Asset Classes

PERA renames asset buckets

The Public Employees Retirement Association of New Mexico, (PERA), is in the process of changing its asset allocation, in line with a new strategic allocation put in place in April, that cuts the number of portfolios from eight to four and reclassifies assets as illiquid and liquid, rather than traditional and alternative.

“We’re keeping it simple,” says Jon Grabel, chief investment officer at the $14 billion Santa Fe-based fund, which runs 31 defined benefit retirement plans for state employees.

The new allocation is divided between a 43.5 per cent allocation to global equity, down 10 per cent and comprising low volatility, as well as hedged equity and private equity, a 21.5 per cent allocation to risk reduction and mitigation comprising core and global fixed income and cash, a 15 per cent up allocation to illiquid and liquid credit strategies up 7 per cent, and a 20 per cent allocation to real assets, up from 13 per cent.

Part of the changes in the equity allocation include a new low volatility and other factor-based strategies that will account for 4.4 per cent of the total portfolio. Two thirds of the public equity portfolio is indexed.

“We are a mature pension fund and the benefits we pay exceed contributions, and we are mindful of volatility and holding adequate liquidity,” says Grabel, who joined PERA two years ago, after holding roles in investment banking and private equity in New York.

“We have increased the amount we index. Over the long-term active management for highly efficient assets doesn’t really make sense.”

Best performers over the past year include real estate and private equity, with the private equity allocation returning 14 per cent in 2015, adding to a run of strong performances over the past five years in a strategy that doesn’t include any co-investment.

But in a shift, and despite Grabel’s acknowledgement that private equity “plays an important role within PERA’s diversified investment program,” PERA is adjusting strategy to focus more on the non-US allocation, in emerging markets particularly.

He says the fund is also looking for more diversification in the real assets portfolio, adding more to timber, infrastructure and farmland.

 

Private equity not a ‘silver bullet’

“We are keeping the core US buyouts static. Many LPs believe private equity is a silver bullet, but I don’t believe this is the case. It is important to remember that many investment opportunities are cyclical. I am not stating that we are in a private equity bubble, but we may be in a period of excessive demand, excessive supply and excessive expectations.”

He also questions the fees.

“The average private equity fund in the fundraising market is over $3 billion” and “the average hold time for private equity investment is decreasing,” he says. These two factors result in general partners (GPs) raising more funds in quicker succession pushing up management fees which have become “a source of substantial wealth for GPs, regardless of fund performance.”

Where he favours private equity, is the access it gives to industry verticals that are underweight in the public markets like healthcare and consumer discretionary sectors in emerging markets. He also believes the fund has an advantage in the smaller deals.

“At $14 billion PERA is a sizeable investor, but we are sufficiently small in the context of the $3 trillion private equity industry and the $25 trillion US retirement industry. We can concentrate on subsectors that are immaterial for institutions that are three, 10 or 20 times our size.”

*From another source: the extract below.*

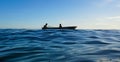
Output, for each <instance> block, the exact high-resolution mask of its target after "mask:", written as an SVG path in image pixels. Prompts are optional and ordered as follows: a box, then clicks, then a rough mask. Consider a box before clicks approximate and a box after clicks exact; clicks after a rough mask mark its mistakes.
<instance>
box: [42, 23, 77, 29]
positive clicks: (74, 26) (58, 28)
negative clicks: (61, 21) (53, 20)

An example of the smaller fund advantage is in early stage venture capital, he says.

“The mega institutions find it harder to allocate because of the administrative burden. We can take advantage of niche or capacity constrained areas like venture capital or lower mid-market private equity – these strategies where it is difficult for larger asset owners to take advantage.”

PERA uses external managers throughout the portfolio, with no plans to bring any allocations in house.

“Very few organisations have the economies of scale for effective internal management of passive strategies. The costs related to internal management are not just to do with an increased headcount, but include the risks and tracking errors associated with mandates. Additionally, active strategies require proprietary information and few public pension funds have that type of unique data,” he argues.

Where Grabel is active is in the asset allocation, tightening the guidelines on managers and clawing back on the tracking error he affords.

“Many active managers have generated alpha by introducing different security types. In fixed income this could be high yield or emerging market debt. But these are really asset allocation decisions and not for managers to make.”

In 2015, the fund returned 1.8 per cent and generated investment gains of approximately $0.3 billion net of investment fees and expenses in a performance below the 7.75 per cent actuarially required annual return hurdle, and which compares to 10 per cent returns for both the three and five-year periods.